Diabetes Mellitus – An Introduction

Diabetes Mellitus – An Introduction – Diabetes Mellitus, more commonly known simply as diabetes, is a condition that is characterized by abnormally high glucose in the bloodstream generally caused either by the body’s incapability to generate enough insulin or the incapability of blood cells to effectively absorb insulin produced by the body. Common signs of the disease are frequent urination or polyuria, uncontrollable thirst or polydipsia, and unexplained hunger or polyphagia.
Three Major Types of Diabetes
1. Diabetes Mellitus Type 1
This is caused by the inability of the pancreas to produce enough insulin. It can come in one of two kinds either immune-mediated or idiopathic with most cases being of the first type. 10% of Diabetics possess type 1 of the illness. To date there is still no known method of preventing the development of the condition. It is also puzzling to experts that most people with the condition are generally healthy and have an ideal weight before diagnosis. The illness can develop at any stage of one’s life but it starts to manifest itself usually during the toddler years earning it the nickname juvenile diabetes.
2. Diabetes Mellitus Type 2
This condition is brought about by the body’s inability to properly make use of the insulin secreted by pancreas and is in rare cases also accompanied by insufficient insulin production. It is the most common type of diabetes. It is believed that defective insulin receptor cells are what cause insulin resistance. The biggest symptom of this illness is hyperglycemia or alarmingly high levels of blood sugar. It is the easiest type to prevent because healthy eating and enough exercise can greatly mitigate its development. During the early stages a healthy diet is enough to manage the disease and help the individual lead a normal life.
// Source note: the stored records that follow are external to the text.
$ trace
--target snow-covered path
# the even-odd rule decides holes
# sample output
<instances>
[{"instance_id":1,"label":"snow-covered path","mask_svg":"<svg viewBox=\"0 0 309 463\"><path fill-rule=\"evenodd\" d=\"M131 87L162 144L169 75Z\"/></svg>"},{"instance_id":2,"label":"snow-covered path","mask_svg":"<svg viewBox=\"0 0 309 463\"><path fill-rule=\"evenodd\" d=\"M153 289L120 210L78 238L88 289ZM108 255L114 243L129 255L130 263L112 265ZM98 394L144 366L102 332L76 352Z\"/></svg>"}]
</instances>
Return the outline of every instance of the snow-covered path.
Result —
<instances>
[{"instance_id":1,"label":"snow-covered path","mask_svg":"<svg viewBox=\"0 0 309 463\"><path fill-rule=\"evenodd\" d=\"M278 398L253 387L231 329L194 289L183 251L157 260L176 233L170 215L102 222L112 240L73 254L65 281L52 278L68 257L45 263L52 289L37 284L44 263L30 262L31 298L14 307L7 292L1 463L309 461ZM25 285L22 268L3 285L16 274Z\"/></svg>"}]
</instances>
In advanced stages medication that mitigates the liver’s ability to produce glucose or drugs that improve the sensibility of insulin receptor cells can be taken.
3. Diabetes Mellitus Gestational
This is type 2 diabetes that develops only during pregnancy and disappears after child birth. It also requires the same form of management which is healthy eating and enough exercise to keeps blood sugar levels stable and prevent weight gain. It is however a little harder because the health and nutritional needs of the unborn child also need to be considered. It should be dealt with accordingly even if it tends to remedy itself because it increases the risks of child birth and may also result to the baby developing type 2 diabetes in the future.